The other areas include an upcoming Valentine’s Day event that brings Sims to New York City for “The SquareRoot of Love” project.
“I came up with the idea of The SquareRoot of Love as part of my “Rhythm of Structure” show at the Bowery Poetry Club in 2009. It was a year-long curatorial project that paired up nine mathematical art shows with nine groups of poets; each group responded to a different exhibition.”
His part used the language of algebra and the idea of the square root of love: what are the factors of love? What times what equals love? It became a kind of metaphysical, metaphorical exploration into the different components of what love might mean.
Nearly a decade later, Sims has revisited the event. Starting in the South of France and working with a winery in Bordeaux country, he’s produced his own wine labeled with his signature SquareRoot of Love emblem on the front and his poem of the same name on the back.
This month, Sims returns to New York on Feb. 12 and then Paris on the 14th with a lineup of poets and performances for a new round of his Valentine’s Day Project.

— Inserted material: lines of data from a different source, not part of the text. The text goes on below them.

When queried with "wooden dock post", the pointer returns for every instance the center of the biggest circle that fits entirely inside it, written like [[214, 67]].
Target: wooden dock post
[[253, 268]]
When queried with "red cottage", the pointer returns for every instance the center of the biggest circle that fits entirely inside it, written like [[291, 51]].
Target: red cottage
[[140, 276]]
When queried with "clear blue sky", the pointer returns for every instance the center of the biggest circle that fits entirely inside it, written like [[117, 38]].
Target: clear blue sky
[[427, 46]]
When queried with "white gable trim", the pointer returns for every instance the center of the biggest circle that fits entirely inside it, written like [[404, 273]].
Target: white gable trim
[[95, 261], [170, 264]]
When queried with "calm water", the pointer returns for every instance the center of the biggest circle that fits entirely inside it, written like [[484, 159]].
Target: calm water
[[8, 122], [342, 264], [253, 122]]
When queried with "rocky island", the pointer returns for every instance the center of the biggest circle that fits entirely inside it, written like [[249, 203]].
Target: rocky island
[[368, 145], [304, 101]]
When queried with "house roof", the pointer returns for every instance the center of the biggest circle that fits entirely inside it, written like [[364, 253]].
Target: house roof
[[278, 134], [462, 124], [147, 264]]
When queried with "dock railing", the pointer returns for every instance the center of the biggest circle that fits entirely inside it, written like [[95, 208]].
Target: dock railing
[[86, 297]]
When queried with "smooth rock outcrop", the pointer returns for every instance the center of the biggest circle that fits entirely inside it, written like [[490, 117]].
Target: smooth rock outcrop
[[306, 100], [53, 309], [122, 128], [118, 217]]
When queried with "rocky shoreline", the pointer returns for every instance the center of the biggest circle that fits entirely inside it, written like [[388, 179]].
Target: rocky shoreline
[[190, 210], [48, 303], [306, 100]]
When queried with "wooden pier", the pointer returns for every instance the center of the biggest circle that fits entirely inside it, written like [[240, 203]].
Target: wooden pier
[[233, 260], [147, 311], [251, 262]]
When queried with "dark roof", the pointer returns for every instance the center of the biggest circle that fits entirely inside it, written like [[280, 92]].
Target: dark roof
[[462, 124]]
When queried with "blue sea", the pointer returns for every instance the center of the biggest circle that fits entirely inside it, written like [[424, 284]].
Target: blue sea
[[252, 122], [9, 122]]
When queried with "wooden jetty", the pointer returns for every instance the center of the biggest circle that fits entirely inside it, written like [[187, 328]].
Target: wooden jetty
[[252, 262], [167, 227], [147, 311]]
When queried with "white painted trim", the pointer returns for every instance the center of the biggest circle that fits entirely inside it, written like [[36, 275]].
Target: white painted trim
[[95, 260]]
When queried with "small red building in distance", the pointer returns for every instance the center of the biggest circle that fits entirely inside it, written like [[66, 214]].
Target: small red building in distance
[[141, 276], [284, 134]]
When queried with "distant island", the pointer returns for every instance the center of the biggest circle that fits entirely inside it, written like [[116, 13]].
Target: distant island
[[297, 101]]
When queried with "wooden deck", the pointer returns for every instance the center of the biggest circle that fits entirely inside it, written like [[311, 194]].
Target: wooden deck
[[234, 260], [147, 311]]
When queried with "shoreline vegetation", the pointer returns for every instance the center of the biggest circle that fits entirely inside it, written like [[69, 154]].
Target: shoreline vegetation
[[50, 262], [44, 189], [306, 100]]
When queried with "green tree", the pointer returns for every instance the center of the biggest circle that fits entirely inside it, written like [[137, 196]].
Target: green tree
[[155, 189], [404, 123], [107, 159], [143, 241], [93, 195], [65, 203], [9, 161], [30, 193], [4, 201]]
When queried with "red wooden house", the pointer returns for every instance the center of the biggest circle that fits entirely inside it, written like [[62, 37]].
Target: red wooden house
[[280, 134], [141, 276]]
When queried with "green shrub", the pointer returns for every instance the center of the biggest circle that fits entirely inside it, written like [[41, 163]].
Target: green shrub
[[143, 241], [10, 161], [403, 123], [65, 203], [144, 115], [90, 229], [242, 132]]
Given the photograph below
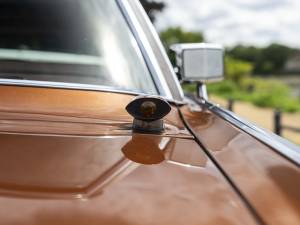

When asked about bringing his work to St. Pete, Sims enthusiastically begins to list possibilities, indicating he might still have more explorations to do in the region around his flag project after all.
“I’ve done stuff in Tampa; I’d love to do something in St. Pete. I was talking to Carla Bristol of Gallerie 909 about doing an AfroDixie Remix thing there. And I was going to do something around that big gigantic flag on I-4; I was talking about getting space across from the highway to raise a red, black and green flag, but something happened with the grant, they kind of pulled back. I’ve definitely been thinking about that, it’s crazy that that flag is flying so high.”